In both practical and moral terms, it is misleading to think allowing people to terminate their life is without consequence for the entire society. Too much of the Victorian debate has been about the details and conditions under which people can be terminated and too little about the golden principles that would be abandoned by our legislature.
An alarming aspect of the debate is the claim that safeguards can be provided at every step to protect the vulnerable. This claim exposes the bald utopianism of the project – the advocates support a bill to authorise termination of life in the name of compassion, while at the same time claiming they can guarantee protection of the vulnerable, the depressed and the poor.
No law and no process can achieve that objective. This is the point. If there are doctors prepared to bend the rules now, there will be doctors prepared to bend the rules under the new system. Beyond that, once termination of life is authorised the threshold is crossed. From that point it is much easier to liberalise the conditions governing the law. And liberalised they will be. Few people familiar with our politics would doubt that pressure would mount for further liberalisation based on the demand that people are being discriminated against if denied. The experience of overseas jurisdictions suggests the pressures for further liberalisation are irresistible.

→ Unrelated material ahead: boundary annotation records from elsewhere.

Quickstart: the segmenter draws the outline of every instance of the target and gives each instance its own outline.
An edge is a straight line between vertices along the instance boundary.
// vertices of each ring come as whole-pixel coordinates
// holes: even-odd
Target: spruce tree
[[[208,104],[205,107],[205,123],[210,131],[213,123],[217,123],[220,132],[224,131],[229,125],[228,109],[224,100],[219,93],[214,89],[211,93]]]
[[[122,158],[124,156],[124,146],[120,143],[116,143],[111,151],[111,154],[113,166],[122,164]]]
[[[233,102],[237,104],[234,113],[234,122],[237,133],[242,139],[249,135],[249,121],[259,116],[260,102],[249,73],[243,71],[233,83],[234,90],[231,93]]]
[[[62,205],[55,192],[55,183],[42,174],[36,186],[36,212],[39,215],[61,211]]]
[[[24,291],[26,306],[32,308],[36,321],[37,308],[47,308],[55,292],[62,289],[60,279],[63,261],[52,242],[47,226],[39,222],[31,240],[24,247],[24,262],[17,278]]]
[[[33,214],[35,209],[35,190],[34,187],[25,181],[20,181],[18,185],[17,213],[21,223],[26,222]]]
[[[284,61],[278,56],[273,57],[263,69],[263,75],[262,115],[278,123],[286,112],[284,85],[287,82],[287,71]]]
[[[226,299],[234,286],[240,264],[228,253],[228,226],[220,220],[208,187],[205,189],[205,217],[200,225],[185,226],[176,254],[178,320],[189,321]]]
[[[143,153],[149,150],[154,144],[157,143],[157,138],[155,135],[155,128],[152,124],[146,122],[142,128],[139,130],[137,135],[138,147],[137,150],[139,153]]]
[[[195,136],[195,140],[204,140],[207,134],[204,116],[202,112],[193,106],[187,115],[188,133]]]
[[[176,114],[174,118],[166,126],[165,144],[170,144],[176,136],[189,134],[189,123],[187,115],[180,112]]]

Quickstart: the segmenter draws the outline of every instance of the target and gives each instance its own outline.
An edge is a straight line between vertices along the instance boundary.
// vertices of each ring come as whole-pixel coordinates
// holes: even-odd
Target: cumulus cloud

Now Paul Keating is using a slippery slope argument here and I well realise that it could just as easily be applied to other social policies that are currently being debated. It seems to me, however, that there is far more mischief that can result from killing the old, the weak, the unwanted, the frail but with plenty of assets, the too-expensive for the socialised health care system, and ultimately the annoying and inconvenient than there could be from any other social policy change. If you examine my list – I’m sure it is incomplete – a state sanctioned euthanasia law creates incentives for relatives to murder each other and it ultimately creates incentives for the state to murder too.